With a network of representatives across the world, Lloyd’s has been able to swing into action quickly, responding to claims and working with policyholders to address and mitigate losses as well as assisting with disposal efforts and repairs. “In one case Lloyd’s advanced tens of millions of dollars to a Florida Keys hotel chain within days of it suffering severe storm damage,” said Phil Godwin, Lloyd’s Head of Claims. “This has enabled them to begin repairs and resume business as quickly as possible.”

In the storm battered southern US, one of the many operational challenges involved in responding to claims has been accessing damaged areas. Lloyd’s agent, Rock O’Keefe, a manager in the cargo claims department at Dufour Laskay & Strouse, Inc., which has offices in Texas and Louisiana, said that his team had received 12 individual assignments from one client in a single day. He also noted that almost all the Lloyd’s agents he’d been in contact with in the affected regions had suffered power outages themselves.

When Irma passed directly across the British Virgin Islands (BVI) as a category 5 storm, Chris Haycraft, a Lloyd’s agent living in Tortola on the BVI, witnessed it first-hand. “The port was a mess,” he said. “Forty foot containers had been thrown around like pieces of plastic, warehouses were destroyed, metal bent in impossible angles, all the buildings gone. Traditional VHF radio became the only mode of communication or you walked to where you needed to be to find someone”.
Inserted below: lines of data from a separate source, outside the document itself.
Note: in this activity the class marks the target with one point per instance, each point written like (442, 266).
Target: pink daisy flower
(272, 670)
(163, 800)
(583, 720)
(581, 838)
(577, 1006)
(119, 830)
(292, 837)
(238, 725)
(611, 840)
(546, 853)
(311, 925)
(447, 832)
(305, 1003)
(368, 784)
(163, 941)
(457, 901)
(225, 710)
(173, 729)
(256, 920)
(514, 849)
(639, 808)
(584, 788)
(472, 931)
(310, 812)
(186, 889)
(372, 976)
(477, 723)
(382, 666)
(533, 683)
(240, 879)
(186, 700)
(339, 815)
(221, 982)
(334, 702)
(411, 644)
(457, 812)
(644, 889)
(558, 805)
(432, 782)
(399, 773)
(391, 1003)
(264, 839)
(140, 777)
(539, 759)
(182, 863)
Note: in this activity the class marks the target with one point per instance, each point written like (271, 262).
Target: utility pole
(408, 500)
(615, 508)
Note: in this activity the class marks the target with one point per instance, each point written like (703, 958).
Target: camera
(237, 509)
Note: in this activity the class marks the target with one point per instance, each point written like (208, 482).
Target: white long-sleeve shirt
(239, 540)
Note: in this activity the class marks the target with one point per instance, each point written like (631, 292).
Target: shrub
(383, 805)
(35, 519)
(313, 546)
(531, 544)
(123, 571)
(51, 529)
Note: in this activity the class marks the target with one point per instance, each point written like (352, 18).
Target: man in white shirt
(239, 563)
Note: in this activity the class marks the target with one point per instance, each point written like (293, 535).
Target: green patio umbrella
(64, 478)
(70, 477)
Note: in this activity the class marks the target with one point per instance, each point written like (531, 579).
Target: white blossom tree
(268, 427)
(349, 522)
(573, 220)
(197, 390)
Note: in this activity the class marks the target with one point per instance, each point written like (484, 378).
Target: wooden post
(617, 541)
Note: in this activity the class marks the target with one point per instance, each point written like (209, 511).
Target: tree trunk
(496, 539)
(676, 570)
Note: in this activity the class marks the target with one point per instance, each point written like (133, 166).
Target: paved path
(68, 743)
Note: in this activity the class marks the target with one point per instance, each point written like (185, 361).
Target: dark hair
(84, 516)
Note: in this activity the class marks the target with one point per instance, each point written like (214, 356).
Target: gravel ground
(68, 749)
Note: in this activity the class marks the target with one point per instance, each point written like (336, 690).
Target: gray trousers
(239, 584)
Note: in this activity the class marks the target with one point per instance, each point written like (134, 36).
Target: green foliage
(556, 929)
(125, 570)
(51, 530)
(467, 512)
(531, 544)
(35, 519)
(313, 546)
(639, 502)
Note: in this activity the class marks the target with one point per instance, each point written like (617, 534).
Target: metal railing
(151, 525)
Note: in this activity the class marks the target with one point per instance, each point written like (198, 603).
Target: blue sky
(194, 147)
Elsewhere in the US more than a dozen wildfires are scorching northern California, aided by the state's epic drought, low humidity and high winds. Richard Magrath, Lloyd’s Regional Director for the Western US, said: “In recent decades, fire seasons in California have grown longer and more destructive, something scientists attribute in part to increased dryness caused by climate change. The US Forest Service declared 2017 the most expensive fire season on record with costs exceeding $2 billion, and that was before the Northern California wildfires broke out.”

In other parts of the world Lloyd’s is supporting the training of international aid workers and first responders in communities hit by recent disasters, through its partnership with international disaster relief charity, RedR. Work is ongoing in response to Irma, as well as the devastating floods in South Asia.

“In a climate changing world, this is exactly what we should expect” said Trevor Maynard, Lloyd’s Head of Innovation. “We should expect to be surprised and we should expect records to be broken. Such events starkly highlight the need for urgent and rapid action as well as strong leadership both politically and in the business world.” To help countries with their response to natural catastrophes, Maynard added, a group of businesses at Lloyd’s have launched a Disaster Risk Facility which pools more than $400m capacity along with expertise to develop reinsurance solutions for natural catastrophe risks in emerging economies.